John Soares has a good one on youtube

Mark
http://www.ultimatekanine.com


----------



## Liesje (Mar 4, 2007)

Thanks, I'm watching the one with the Mal


----------



## Mark B (Feb 3, 2009)

this is the one i was talking about.

http://youtube.com/watch?v=PhUiZSLFreY

Mark
http://www.ultimatekanine.com


----------



## ramgsd (Jun 9, 2007)

If your dog maintaims perfect heeling position then just choose which you feel more comfortable with doing. Although, how many dogs maintain PERFECT heeling position? Not many, most will either lag a little or forge a little. 

If the dog forges a little always go with the round-about turn. This will make for a faster turn since he's already on his way to begin with. 

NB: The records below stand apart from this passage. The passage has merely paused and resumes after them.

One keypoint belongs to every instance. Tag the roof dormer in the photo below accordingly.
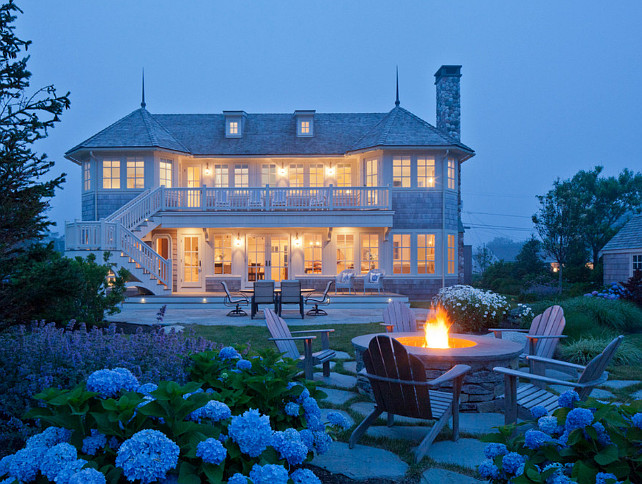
(304, 122)
(234, 123)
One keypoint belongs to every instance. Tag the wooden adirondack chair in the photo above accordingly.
(399, 385)
(397, 317)
(519, 399)
(286, 343)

If the dog lags behind slightly, then go with the pivot. He's already closer to the position. Making him do the round-about will make him cover more ground from the start to the finish of the turn. So he'll end up nearly running to get back in postion and the judge can't help but notice.


----------



## Liesje (Mar 4, 2007)

^ Good point. Generally if anything, she lags. She doesn't usually forge. If she's really excited or anxious she might wrap in front of me and crowd me, in which case I often throw in a left turn to bump her back where I want her.


----------